Le débat sur l’organisation des prochaines élections locales s’amplifie de jour en jour. Des membres de l’opposition accusent le Président Bassirou Diomaye Faye de traîner le pas, exprès, pour dépasser les délais afin de reporter ces joutes électorales. Pourtant, il n’y a pas encore de quoi fouetter un chat. L’expert électoral Alioune Souaré convoque ainsi les articles L259 et L294 et L269 du Code électoral pour prouver que le chef de l’Etat n’a encore violé aucun texte.

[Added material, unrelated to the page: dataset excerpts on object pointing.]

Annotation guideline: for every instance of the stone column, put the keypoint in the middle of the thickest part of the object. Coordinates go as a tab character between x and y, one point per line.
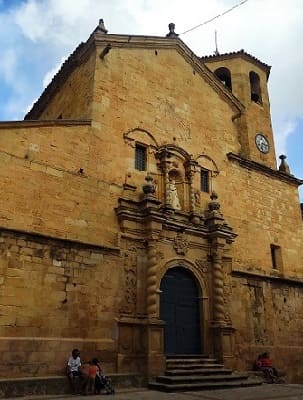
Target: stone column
219	233
151	284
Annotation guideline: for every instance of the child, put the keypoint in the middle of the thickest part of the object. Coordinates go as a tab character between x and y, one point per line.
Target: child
267	366
93	372
73	368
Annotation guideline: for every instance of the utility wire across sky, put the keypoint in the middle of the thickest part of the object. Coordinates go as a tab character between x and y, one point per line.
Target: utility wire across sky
217	16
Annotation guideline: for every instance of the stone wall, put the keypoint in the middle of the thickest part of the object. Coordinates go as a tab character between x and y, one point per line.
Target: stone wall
55	295
271	320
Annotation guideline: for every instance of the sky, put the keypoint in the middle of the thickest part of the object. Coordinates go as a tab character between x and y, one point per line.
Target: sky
36	36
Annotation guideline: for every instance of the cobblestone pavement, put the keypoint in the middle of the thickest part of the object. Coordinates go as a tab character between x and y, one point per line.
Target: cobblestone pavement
264	392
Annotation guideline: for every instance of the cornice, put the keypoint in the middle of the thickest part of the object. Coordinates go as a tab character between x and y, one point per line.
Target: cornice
238	54
263	169
63	241
83	51
273	279
36	123
157	42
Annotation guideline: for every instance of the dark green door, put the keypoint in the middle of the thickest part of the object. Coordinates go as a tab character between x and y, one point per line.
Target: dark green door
179	308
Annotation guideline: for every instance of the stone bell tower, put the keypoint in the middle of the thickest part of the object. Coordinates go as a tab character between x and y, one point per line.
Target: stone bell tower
246	77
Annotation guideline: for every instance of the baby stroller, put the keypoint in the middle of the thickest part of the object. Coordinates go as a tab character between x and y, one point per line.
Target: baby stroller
104	382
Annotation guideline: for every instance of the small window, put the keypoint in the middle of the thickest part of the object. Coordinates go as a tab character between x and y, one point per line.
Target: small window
276	257
140	157
204	179
223	74
255	90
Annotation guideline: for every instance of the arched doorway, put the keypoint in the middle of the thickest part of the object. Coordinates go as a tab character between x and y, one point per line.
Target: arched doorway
179	308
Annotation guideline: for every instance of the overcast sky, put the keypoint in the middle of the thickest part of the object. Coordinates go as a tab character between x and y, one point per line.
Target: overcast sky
37	35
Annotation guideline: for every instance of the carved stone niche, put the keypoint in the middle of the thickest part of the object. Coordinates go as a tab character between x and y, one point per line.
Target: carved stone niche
176	168
176	187
181	244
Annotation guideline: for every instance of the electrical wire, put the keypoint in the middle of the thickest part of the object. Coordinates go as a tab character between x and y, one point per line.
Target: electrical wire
217	16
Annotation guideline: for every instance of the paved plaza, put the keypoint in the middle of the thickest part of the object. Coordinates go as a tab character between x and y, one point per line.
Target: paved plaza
264	392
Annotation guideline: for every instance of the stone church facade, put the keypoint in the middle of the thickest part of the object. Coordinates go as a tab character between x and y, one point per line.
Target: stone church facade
142	214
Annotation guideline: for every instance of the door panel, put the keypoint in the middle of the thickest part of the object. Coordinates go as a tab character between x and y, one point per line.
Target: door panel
179	308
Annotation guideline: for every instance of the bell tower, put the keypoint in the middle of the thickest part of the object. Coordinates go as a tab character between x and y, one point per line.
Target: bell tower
246	77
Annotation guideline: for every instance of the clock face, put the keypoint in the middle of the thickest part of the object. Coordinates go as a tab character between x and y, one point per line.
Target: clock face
262	143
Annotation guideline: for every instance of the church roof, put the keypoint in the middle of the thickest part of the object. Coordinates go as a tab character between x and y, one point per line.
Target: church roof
236	54
171	41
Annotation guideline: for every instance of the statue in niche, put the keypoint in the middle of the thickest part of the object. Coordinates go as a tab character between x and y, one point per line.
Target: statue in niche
173	198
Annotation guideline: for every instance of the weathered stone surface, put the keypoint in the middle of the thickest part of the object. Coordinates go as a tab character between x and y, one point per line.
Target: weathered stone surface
83	250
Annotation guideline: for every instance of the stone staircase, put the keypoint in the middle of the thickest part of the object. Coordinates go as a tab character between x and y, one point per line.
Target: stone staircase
199	372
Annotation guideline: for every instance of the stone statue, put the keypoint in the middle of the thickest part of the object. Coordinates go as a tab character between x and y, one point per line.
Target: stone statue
173	198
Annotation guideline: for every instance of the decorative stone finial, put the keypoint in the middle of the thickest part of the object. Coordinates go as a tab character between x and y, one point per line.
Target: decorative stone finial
101	27
149	187
172	32
284	167
214	205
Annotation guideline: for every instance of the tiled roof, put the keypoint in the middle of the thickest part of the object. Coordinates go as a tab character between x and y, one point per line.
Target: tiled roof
234	54
60	77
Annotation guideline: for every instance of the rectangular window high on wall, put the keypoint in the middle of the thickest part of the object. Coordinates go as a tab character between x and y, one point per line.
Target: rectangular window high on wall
140	157
204	180
276	257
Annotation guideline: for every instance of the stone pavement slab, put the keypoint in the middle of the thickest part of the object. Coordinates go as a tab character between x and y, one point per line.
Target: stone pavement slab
264	392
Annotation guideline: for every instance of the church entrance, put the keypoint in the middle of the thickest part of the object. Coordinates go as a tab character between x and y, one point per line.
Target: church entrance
179	309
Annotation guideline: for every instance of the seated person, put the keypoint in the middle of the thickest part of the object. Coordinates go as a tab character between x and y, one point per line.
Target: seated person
73	368
267	367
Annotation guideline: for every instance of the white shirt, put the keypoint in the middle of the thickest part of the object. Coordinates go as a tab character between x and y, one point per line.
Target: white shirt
74	363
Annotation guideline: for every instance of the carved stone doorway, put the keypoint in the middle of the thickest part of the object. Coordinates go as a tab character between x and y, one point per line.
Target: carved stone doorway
179	309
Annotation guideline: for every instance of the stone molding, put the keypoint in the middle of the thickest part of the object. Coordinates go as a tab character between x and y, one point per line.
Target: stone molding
63	241
83	51
260	277
263	169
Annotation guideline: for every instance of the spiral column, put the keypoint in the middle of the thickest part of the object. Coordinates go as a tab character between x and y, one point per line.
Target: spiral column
151	290
218	286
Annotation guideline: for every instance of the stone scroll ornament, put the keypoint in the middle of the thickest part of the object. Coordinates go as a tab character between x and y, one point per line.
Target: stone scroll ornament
130	279
218	288
180	244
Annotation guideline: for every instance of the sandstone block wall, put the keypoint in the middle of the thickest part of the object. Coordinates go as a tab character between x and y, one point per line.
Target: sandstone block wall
271	320
54	296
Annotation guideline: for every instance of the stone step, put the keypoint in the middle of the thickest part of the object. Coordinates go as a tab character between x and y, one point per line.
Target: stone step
185	356
192	366
198	378
204	385
191	360
198	371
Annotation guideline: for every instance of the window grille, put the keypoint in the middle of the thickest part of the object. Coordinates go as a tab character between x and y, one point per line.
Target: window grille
140	158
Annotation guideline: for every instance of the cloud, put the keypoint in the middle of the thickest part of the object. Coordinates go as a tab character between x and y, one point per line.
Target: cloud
50	29
51	73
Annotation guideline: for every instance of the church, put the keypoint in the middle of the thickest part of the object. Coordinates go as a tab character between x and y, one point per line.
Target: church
143	215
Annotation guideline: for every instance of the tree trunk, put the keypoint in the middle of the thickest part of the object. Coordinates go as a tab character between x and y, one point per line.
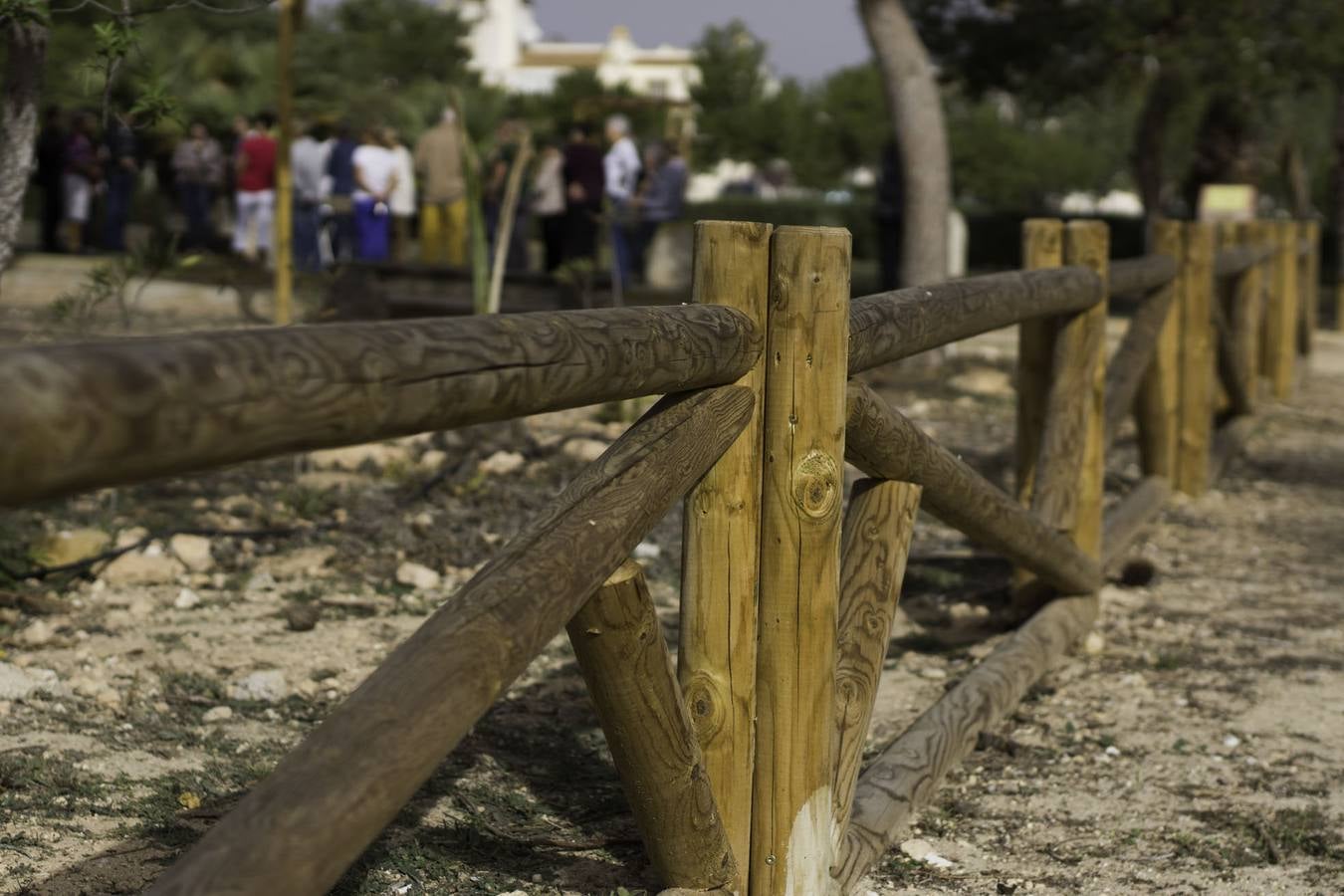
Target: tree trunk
1149	140
921	135
26	50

La nouvelle trouvaille des opposants, militants et responsables de Pastef y compris, c’est le débat sur l’enclenchement de la procédure relative à l’organisation des prochaines élections municipales. Si les gens de Pastef tournent en dérision le Président Bassirou Diomaye Faye en l’invitant à prendre le décret du coup d’envoi de leur premier face-à-face, le Front pour la défense de la démocratie et de la République dit exiger des concertations sur le sujet, tout en partageant ses inquiétudes face à un report de fait.

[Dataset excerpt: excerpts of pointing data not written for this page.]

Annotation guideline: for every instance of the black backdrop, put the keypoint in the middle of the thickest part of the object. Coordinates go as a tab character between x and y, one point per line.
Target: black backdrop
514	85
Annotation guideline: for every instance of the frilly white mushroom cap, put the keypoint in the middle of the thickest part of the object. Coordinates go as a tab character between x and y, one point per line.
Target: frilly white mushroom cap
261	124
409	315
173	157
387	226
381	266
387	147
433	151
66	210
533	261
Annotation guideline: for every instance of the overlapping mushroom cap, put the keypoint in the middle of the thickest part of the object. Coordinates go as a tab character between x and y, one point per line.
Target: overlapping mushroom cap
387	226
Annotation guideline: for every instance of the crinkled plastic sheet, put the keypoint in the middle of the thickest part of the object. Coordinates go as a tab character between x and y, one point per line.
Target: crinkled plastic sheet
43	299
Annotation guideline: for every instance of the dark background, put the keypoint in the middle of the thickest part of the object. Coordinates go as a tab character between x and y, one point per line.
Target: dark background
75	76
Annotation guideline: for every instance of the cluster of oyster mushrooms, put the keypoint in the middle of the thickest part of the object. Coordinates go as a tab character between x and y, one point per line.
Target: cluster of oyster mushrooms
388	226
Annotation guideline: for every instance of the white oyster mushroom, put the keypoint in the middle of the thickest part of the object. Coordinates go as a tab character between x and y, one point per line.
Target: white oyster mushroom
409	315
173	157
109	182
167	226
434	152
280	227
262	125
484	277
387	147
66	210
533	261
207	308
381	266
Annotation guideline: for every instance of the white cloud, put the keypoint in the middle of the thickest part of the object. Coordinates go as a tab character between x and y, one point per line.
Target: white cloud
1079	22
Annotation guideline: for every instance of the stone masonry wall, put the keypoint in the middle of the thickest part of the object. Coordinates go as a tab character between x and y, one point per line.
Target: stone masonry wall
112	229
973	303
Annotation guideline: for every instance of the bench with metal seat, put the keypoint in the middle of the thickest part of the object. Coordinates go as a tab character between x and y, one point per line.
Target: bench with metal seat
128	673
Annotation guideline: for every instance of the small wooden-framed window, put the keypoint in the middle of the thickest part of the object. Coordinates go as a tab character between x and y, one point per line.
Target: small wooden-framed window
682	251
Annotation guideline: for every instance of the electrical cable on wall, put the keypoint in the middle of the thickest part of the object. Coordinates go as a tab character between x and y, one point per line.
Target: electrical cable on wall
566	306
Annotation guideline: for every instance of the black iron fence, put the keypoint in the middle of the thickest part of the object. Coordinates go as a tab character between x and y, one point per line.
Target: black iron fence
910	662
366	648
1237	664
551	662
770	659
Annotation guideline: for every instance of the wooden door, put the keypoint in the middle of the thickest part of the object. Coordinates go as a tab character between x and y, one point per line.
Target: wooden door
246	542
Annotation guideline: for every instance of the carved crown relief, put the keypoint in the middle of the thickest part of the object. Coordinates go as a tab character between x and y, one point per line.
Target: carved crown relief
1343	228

Pour Alioune Souaré, toute cette agitation n’a pas lieu d’être. « Je ne comprends pas toute cette agitation pour la publication du décret de convocation du corps électoral des élections territoriales », s’est-il écrié.
A les entendre parler, souligne-t-il, on a l'impression que les délais sont dépassés et que « nous sommes dans une situation d’illégalité, du fait de l'absence ou du retard du décret qui n'est pas encore publié ».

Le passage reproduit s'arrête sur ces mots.